A safety policy is only useful if it is clear enough to be evaluated consistently, specific enough to catch real threats, and simple enough to maintain over time. Many teams write policies that look comprehensive on paper but fail in practice because they are ambiguous, overly broad, or impossible to test.
The safest starting point is a default-deny policy. No action is allowed unless a rule explicitly permits it. This is more work upfront because you must create allow rules for every legitimate action, but it eliminates the class of vulnerabilities where an attacker finds an action that no rule covers.
default_effect: "deny"
rules:
- action: "search.web"
effect: "allow"
- action: "file.read"
resources: ["public/*"]
effect: "allow"
A rule that allows "file.read" on all resources is almost as dangerous as no rule at all. Specify which resources each action can target. Use path patterns to scope access to specific directories, tables, or API endpoints.
Static allow/deny rules cannot capture contextual requirements.
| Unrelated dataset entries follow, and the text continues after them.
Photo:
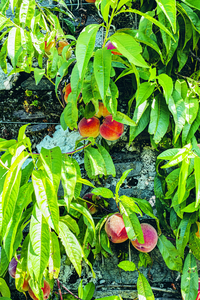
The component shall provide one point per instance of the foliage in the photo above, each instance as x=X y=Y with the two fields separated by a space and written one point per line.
x=164 y=100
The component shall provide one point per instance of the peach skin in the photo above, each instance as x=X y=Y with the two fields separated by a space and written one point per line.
x=115 y=229
x=111 y=130
x=67 y=90
x=150 y=239
x=89 y=127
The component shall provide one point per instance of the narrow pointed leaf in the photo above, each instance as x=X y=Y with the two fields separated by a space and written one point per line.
x=72 y=246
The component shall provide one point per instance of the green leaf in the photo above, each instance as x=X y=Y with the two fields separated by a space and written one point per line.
x=110 y=167
x=38 y=74
x=144 y=288
x=104 y=192
x=167 y=84
x=105 y=243
x=85 y=212
x=159 y=119
x=144 y=92
x=94 y=163
x=51 y=161
x=88 y=291
x=183 y=233
x=54 y=259
x=72 y=246
x=11 y=229
x=197 y=179
x=68 y=179
x=169 y=254
x=128 y=209
x=124 y=119
x=71 y=223
x=127 y=265
x=26 y=13
x=169 y=9
x=145 y=206
x=46 y=198
x=84 y=47
x=4 y=289
x=191 y=108
x=141 y=117
x=189 y=279
x=39 y=245
x=102 y=69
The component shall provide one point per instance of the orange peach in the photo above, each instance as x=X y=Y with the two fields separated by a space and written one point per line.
x=91 y=198
x=67 y=90
x=103 y=112
x=150 y=238
x=48 y=47
x=46 y=291
x=89 y=127
x=61 y=45
x=110 y=46
x=115 y=229
x=111 y=130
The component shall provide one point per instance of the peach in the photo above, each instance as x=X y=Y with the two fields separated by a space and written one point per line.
x=115 y=229
x=89 y=127
x=61 y=45
x=110 y=46
x=150 y=238
x=50 y=45
x=111 y=130
x=67 y=90
x=91 y=197
x=46 y=291
x=103 y=112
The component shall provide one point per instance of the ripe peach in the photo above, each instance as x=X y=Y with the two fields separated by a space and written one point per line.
x=93 y=209
x=50 y=45
x=103 y=112
x=67 y=90
x=61 y=45
x=111 y=130
x=115 y=229
x=46 y=291
x=110 y=46
x=89 y=127
x=150 y=238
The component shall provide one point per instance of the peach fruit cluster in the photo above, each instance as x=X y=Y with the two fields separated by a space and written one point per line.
x=60 y=45
x=116 y=232
x=110 y=129
x=25 y=287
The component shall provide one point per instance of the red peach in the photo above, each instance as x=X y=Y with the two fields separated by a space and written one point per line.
x=67 y=90
x=93 y=209
x=50 y=45
x=89 y=127
x=61 y=45
x=103 y=112
x=46 y=291
x=115 y=229
x=110 y=46
x=150 y=238
x=111 y=130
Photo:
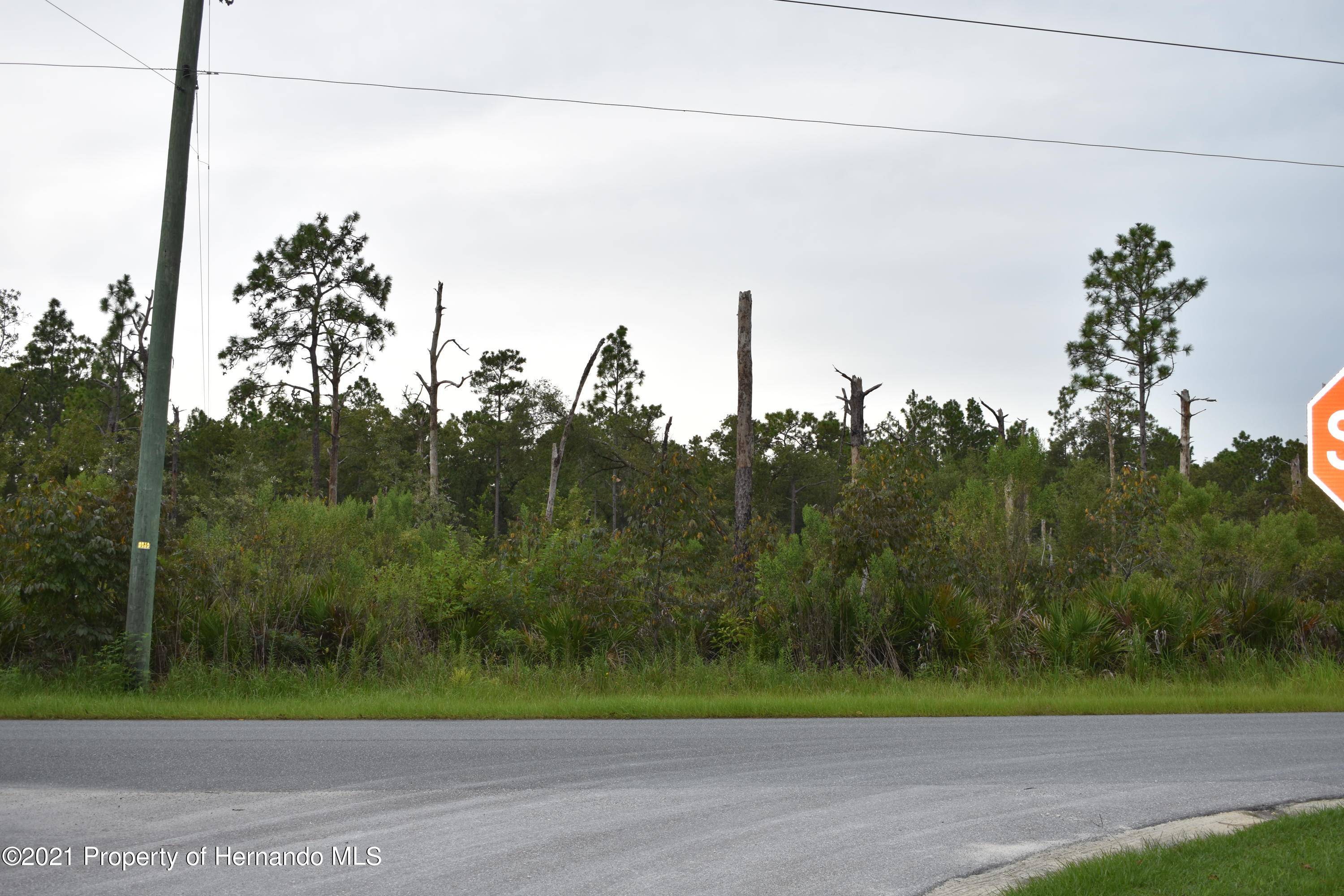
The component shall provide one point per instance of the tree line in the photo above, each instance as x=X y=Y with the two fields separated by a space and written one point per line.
x=956 y=493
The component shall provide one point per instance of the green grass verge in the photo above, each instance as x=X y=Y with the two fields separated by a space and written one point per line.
x=461 y=688
x=1295 y=856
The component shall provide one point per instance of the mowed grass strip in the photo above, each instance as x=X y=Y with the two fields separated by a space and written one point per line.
x=1293 y=856
x=709 y=691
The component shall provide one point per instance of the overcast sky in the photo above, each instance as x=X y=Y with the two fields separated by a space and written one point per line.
x=945 y=265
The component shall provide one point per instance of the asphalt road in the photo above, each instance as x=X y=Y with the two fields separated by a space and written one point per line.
x=728 y=806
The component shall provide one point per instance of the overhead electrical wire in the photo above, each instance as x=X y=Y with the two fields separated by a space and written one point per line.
x=109 y=41
x=1065 y=31
x=745 y=115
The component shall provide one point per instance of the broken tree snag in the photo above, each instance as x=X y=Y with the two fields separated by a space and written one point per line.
x=742 y=484
x=1000 y=416
x=433 y=385
x=1186 y=414
x=558 y=450
x=854 y=402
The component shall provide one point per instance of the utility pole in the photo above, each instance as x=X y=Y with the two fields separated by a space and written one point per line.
x=154 y=425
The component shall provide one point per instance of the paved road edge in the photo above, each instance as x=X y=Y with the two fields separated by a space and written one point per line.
x=998 y=879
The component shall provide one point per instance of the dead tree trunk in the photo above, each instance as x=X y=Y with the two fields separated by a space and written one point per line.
x=334 y=443
x=177 y=440
x=854 y=404
x=1186 y=414
x=1111 y=436
x=558 y=450
x=432 y=386
x=498 y=517
x=742 y=484
x=1000 y=417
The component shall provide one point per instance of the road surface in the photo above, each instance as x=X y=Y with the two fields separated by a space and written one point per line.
x=715 y=806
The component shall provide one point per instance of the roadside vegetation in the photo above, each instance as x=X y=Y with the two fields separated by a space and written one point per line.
x=668 y=687
x=1299 y=855
x=936 y=562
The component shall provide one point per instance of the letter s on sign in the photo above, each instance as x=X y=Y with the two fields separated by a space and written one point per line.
x=1336 y=428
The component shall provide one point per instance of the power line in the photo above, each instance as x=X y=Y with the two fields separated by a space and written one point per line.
x=752 y=116
x=109 y=41
x=764 y=117
x=1077 y=34
x=210 y=160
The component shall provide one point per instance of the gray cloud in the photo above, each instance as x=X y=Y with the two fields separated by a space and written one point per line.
x=944 y=265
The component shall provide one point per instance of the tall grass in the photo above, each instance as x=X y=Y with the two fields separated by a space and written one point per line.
x=461 y=685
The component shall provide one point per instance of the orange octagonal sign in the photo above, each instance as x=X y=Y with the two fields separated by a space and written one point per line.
x=1326 y=439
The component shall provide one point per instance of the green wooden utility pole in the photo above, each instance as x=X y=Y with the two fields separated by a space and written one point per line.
x=154 y=425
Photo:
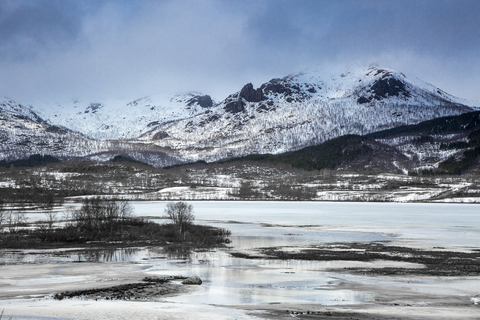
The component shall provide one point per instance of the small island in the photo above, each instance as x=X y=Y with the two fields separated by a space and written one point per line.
x=108 y=223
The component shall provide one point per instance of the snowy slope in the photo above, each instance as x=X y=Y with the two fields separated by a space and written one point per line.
x=23 y=133
x=123 y=118
x=304 y=109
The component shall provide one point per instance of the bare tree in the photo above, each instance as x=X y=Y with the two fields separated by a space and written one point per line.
x=51 y=218
x=181 y=214
x=3 y=216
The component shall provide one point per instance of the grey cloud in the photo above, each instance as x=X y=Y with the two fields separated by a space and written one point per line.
x=73 y=48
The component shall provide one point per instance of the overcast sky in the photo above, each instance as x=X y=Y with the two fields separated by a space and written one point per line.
x=55 y=50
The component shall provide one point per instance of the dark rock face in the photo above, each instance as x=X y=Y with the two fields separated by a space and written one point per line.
x=279 y=86
x=195 y=280
x=250 y=94
x=203 y=101
x=160 y=135
x=235 y=106
x=56 y=129
x=363 y=100
x=389 y=87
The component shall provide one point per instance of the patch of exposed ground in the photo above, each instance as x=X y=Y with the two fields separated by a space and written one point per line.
x=437 y=262
x=149 y=289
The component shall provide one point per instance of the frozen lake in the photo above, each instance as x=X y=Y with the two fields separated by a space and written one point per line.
x=236 y=281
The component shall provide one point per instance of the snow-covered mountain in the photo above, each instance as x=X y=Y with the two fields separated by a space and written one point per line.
x=281 y=115
x=23 y=132
x=304 y=109
x=123 y=118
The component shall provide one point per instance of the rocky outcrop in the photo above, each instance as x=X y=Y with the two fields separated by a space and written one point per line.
x=250 y=94
x=203 y=101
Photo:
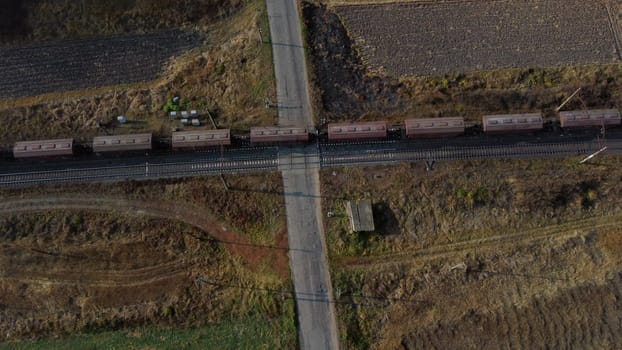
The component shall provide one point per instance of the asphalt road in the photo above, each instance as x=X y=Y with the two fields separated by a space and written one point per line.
x=317 y=326
x=289 y=64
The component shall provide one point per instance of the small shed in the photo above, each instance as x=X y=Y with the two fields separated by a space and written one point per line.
x=361 y=215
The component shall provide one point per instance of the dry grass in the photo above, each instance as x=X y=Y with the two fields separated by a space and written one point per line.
x=127 y=254
x=467 y=200
x=228 y=77
x=347 y=88
x=478 y=254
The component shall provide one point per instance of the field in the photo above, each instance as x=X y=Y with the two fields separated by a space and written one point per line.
x=347 y=86
x=88 y=63
x=86 y=258
x=488 y=254
x=441 y=37
x=33 y=21
x=248 y=333
x=227 y=77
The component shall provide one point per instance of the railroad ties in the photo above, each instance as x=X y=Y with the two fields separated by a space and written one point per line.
x=266 y=159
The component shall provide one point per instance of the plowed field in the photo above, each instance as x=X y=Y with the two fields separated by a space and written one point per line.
x=437 y=37
x=80 y=64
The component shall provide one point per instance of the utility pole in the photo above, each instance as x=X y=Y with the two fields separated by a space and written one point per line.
x=593 y=155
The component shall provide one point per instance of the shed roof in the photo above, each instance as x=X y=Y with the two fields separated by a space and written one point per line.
x=361 y=215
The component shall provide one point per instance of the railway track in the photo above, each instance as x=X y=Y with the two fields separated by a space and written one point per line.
x=266 y=159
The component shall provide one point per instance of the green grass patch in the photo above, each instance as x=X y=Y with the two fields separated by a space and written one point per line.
x=254 y=332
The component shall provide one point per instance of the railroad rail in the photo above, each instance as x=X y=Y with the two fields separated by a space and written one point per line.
x=266 y=159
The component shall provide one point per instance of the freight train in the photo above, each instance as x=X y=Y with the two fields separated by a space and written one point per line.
x=335 y=132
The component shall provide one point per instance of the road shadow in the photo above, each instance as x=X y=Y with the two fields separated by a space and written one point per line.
x=283 y=193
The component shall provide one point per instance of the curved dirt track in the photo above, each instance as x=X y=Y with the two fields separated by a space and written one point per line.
x=568 y=229
x=251 y=253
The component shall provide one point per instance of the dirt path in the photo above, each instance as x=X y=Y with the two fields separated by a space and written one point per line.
x=251 y=253
x=569 y=229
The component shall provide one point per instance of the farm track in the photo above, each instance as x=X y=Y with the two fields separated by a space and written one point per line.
x=80 y=64
x=570 y=229
x=459 y=36
x=107 y=278
x=159 y=209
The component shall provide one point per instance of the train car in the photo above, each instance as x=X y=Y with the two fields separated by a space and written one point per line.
x=275 y=134
x=201 y=138
x=121 y=143
x=434 y=127
x=592 y=117
x=357 y=131
x=43 y=148
x=507 y=123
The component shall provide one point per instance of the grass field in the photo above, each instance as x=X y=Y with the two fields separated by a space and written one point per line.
x=78 y=258
x=485 y=254
x=255 y=332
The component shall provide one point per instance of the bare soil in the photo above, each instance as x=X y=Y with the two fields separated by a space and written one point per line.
x=31 y=21
x=519 y=254
x=227 y=77
x=91 y=257
x=79 y=64
x=349 y=87
x=432 y=38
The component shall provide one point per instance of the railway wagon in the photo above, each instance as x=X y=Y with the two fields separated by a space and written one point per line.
x=201 y=138
x=507 y=123
x=43 y=148
x=120 y=143
x=275 y=134
x=593 y=117
x=357 y=131
x=434 y=127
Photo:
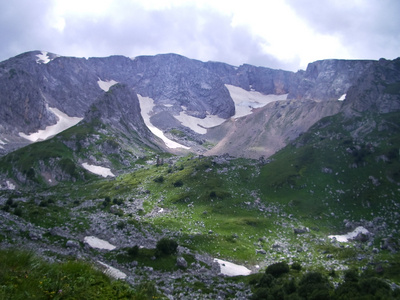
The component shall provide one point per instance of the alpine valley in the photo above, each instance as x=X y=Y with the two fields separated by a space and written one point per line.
x=172 y=178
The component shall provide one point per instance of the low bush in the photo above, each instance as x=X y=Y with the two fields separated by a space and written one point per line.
x=166 y=246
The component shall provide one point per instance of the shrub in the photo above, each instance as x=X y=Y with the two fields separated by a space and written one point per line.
x=121 y=225
x=133 y=251
x=277 y=269
x=178 y=183
x=9 y=201
x=166 y=246
x=18 y=212
x=159 y=179
x=296 y=266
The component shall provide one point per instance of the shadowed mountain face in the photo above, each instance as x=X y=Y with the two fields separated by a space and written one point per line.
x=185 y=89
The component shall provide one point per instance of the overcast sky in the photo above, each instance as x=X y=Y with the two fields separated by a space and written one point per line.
x=285 y=34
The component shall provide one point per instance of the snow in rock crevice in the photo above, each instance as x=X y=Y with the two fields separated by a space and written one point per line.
x=64 y=122
x=105 y=85
x=98 y=170
x=95 y=242
x=146 y=107
x=246 y=101
x=43 y=58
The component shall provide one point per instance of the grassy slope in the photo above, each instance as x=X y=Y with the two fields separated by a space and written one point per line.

Conditions let you add runtime checks: is the request within business hours, is the total cost below a threshold, has the user been authenticated recently.
rules:
- action: "payment.send"
conditions:
amount_max: 100
require_recent_auth: true
effect: "allow"
Every rule should have a corresponding test case that verifies it works as intended. If you cannot write a test for a rule, the rule is probably too vague. Authensor's test harness lets you evaluate policies against sample envelopes without running a full deployment.
Policies are living documents. Review them regularly against actual usage data. Identify rules that never match (dead rules), rules that match too broadly, and gaps where actions are denied that should be allowed. Use shadow evaluation to test policy changes before deploying them.
Good policies are boring. They are specific, testable, and unambiguous. Save the creativity for your agents.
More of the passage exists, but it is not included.